The difficulty of seniors coping without a pension or savings


Thu, 61, is a housewife and totally dependent on her husband. He is 66 years old and works as a construction worker. They are struggling to make ends meet, and their health expenses eat up a large part of their income.

Thu says, “My daughter has no problem giving us money, but her husband doesn’t seem too happy to support us. So I don’t feel happy taking it. Sometimes my son-in-law asks my daughter behind our backs why we keep borrowing money from them.”

In order not to disturb their daughter and her family, the old couple questions other people around them. But who can lend them money constantly?

Growing up during the war, Thu was a farmer and later ran a small business. Neither she nor her husband have a pension and their savings are insufficient for retirement.

“When I was in my thirties, I saved hundreds of millions of dong. But suddenly I got sick and my situation became serious. I spent most of my savings at that time. Now, I have less than 20 million left.
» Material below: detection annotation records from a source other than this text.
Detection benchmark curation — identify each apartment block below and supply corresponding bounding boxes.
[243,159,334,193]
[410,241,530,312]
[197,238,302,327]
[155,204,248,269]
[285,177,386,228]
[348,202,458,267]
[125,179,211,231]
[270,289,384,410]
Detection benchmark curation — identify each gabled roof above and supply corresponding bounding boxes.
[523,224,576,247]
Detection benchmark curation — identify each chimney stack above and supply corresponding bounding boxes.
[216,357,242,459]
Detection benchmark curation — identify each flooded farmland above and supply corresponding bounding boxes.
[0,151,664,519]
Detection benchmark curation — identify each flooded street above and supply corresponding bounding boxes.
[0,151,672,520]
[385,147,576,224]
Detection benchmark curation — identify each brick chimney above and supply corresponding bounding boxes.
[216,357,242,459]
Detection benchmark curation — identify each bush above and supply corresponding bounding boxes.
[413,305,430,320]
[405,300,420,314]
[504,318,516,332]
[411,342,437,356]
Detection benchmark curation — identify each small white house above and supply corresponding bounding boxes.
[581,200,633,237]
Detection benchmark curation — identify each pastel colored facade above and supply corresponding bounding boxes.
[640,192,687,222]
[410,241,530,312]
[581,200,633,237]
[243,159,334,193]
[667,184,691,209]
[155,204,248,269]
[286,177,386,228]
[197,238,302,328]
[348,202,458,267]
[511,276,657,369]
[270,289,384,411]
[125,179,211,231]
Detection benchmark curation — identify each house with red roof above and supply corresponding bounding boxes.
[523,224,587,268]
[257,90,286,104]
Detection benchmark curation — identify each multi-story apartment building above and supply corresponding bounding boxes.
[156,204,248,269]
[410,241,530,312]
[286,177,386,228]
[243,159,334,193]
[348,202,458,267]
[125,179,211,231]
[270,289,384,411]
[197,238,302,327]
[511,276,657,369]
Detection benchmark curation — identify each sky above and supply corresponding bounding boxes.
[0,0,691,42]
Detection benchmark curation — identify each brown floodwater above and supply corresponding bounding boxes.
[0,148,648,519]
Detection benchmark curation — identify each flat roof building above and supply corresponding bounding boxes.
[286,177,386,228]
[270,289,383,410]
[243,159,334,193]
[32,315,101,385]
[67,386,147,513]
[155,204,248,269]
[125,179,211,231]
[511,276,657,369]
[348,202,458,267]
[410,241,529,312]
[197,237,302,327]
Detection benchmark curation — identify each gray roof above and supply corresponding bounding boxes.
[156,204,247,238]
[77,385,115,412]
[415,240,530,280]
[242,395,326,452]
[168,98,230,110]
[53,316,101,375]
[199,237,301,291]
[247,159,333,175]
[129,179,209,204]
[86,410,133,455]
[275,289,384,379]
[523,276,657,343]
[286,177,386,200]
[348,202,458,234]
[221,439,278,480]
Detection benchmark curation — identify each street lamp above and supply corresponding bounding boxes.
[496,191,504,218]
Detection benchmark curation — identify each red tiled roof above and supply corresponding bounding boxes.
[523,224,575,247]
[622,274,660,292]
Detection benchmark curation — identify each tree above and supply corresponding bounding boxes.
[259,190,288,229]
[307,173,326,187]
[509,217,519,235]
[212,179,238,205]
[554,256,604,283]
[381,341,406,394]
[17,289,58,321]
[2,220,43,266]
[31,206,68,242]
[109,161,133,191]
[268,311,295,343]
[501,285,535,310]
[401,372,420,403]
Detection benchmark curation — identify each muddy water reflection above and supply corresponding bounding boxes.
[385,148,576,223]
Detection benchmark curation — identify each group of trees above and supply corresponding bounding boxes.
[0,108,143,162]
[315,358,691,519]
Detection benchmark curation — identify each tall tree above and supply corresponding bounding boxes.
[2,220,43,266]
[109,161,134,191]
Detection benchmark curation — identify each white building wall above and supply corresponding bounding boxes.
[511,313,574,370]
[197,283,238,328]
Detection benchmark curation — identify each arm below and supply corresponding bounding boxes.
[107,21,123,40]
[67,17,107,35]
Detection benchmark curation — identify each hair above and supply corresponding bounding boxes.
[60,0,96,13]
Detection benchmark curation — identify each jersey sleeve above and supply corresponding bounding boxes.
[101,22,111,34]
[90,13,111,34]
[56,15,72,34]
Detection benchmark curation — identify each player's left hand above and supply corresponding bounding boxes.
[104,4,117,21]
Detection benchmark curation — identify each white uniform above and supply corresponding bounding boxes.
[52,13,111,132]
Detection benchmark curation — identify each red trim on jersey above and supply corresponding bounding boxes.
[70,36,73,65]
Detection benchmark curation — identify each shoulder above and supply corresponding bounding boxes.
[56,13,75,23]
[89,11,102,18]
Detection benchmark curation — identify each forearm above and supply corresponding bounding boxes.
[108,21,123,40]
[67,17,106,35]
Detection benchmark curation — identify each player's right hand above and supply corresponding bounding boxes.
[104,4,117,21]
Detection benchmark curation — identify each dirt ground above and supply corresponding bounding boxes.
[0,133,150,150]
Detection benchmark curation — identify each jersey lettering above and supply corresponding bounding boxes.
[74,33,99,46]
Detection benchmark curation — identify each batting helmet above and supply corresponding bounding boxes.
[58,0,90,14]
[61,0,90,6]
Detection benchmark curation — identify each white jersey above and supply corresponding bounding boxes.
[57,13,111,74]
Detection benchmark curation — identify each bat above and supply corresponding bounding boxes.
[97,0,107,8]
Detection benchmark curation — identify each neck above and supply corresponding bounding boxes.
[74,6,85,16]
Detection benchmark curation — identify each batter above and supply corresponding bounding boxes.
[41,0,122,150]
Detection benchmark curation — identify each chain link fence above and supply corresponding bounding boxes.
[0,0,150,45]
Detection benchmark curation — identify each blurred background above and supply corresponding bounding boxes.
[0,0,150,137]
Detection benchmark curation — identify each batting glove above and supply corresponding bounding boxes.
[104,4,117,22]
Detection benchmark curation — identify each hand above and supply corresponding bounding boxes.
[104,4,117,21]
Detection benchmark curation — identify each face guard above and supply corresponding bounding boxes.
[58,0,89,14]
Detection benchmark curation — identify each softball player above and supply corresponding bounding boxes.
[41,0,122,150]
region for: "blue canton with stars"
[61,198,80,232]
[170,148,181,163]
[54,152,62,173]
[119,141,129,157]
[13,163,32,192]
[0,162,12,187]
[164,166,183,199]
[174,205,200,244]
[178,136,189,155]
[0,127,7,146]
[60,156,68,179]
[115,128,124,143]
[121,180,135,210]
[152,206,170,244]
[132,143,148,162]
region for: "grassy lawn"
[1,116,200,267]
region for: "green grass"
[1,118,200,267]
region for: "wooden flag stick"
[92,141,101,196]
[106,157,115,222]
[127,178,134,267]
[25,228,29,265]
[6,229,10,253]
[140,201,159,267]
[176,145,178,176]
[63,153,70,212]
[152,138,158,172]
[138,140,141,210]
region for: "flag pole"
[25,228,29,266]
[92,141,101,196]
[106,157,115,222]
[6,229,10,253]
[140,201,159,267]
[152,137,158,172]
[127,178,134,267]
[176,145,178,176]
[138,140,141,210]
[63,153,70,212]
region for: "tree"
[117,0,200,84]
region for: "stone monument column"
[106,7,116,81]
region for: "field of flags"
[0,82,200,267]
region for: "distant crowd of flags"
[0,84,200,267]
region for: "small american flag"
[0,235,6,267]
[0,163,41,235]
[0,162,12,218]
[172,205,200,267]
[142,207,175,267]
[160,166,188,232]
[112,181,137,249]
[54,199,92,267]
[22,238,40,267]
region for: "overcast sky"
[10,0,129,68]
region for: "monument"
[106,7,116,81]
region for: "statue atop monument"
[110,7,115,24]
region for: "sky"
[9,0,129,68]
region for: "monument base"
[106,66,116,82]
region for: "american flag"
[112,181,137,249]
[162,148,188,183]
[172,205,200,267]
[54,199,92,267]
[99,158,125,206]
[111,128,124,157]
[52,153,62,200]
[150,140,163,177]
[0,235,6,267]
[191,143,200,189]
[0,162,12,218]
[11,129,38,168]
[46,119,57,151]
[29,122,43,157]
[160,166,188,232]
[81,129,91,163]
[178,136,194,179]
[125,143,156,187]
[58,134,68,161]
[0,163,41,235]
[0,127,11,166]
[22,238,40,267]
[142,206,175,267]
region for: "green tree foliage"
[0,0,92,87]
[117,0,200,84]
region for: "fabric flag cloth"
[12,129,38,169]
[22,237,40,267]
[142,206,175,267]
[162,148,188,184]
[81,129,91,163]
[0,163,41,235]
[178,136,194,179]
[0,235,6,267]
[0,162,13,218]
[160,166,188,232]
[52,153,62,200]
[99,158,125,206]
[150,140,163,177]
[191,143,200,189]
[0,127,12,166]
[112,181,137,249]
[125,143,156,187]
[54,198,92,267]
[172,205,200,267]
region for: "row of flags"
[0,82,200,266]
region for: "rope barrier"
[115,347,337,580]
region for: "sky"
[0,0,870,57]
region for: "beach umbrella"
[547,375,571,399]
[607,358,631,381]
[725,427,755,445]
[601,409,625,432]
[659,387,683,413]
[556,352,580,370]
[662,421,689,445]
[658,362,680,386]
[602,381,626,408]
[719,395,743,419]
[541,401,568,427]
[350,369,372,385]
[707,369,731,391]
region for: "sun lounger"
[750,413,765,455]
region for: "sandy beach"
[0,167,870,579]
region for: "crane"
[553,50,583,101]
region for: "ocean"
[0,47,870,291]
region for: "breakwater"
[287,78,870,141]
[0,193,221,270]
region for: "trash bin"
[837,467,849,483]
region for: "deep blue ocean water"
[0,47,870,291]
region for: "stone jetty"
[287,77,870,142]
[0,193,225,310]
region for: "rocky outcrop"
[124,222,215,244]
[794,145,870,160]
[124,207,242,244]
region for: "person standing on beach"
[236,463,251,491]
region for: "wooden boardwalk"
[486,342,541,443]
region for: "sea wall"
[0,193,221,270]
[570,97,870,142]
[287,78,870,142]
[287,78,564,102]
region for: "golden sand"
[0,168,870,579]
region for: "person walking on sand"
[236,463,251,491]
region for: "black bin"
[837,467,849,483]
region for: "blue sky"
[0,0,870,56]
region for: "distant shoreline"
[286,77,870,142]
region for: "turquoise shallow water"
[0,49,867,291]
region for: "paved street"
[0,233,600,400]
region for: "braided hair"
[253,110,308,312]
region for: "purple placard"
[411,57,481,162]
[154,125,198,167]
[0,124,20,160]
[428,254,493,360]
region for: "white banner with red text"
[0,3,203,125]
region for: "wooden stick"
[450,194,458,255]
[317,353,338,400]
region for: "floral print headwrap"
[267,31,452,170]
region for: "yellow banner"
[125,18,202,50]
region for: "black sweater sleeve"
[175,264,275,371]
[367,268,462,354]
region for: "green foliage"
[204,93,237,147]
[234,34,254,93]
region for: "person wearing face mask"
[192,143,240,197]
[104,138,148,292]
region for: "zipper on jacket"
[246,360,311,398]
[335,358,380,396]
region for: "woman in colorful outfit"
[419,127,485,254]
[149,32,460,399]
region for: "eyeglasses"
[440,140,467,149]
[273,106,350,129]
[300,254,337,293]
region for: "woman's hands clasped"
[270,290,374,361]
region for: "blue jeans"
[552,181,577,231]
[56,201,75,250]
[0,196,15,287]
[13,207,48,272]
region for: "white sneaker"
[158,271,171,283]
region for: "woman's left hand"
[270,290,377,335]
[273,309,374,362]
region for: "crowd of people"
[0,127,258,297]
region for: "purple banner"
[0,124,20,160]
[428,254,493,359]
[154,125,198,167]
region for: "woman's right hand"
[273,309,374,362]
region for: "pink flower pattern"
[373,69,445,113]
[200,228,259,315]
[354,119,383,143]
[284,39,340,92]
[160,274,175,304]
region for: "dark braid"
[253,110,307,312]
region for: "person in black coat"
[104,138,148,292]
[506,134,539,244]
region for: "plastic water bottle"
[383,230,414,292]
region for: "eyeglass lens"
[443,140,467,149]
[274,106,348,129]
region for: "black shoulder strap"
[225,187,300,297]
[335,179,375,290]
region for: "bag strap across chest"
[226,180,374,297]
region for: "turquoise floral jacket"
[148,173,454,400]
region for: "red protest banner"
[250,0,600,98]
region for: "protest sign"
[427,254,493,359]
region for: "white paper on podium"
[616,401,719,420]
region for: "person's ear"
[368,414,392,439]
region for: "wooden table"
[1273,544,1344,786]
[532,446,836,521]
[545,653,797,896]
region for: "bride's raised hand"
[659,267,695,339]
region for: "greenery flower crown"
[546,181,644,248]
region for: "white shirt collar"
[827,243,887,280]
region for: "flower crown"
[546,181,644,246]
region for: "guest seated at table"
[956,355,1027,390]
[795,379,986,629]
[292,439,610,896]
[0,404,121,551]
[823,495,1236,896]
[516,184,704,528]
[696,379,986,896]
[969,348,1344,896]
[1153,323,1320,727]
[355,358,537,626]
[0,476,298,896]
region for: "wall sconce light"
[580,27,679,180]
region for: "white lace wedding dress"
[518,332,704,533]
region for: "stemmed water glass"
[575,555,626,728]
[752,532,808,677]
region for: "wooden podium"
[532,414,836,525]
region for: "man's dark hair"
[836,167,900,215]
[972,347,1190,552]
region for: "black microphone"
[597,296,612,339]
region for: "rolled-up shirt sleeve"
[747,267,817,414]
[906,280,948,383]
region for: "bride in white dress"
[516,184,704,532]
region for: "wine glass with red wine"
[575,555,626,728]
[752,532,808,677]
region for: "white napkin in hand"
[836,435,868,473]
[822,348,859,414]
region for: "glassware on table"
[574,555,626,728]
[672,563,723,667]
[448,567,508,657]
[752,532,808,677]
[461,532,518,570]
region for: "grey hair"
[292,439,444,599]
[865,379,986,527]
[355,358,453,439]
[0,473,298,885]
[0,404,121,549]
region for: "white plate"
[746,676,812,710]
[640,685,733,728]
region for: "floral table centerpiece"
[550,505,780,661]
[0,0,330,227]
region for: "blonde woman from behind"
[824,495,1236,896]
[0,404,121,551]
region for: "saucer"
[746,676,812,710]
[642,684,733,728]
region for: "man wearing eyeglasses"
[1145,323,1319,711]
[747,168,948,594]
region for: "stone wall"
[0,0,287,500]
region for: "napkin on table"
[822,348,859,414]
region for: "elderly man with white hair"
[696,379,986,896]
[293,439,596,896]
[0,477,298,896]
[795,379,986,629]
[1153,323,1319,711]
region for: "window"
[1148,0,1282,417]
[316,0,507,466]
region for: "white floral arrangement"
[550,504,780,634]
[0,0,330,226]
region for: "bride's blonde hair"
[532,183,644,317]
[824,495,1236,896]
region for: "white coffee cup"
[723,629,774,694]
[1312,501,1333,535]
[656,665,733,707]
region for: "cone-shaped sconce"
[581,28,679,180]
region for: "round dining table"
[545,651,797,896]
Our life is so unstable now.”

Nine million older people in Vietnam are in the same situation, struggling to make ends meet.

In the 1990s, the main activity was agriculture, leaving 73% of people over 60 today without a pension.

According to a report by the General Office of Population and Family Planning, more than 65% of elderly people living in rural areas are farmers without a stable income. When they were young, their income was enough to support themselves and their children, but they could not save enough for retirement. Many are therefore facing financial difficulties now.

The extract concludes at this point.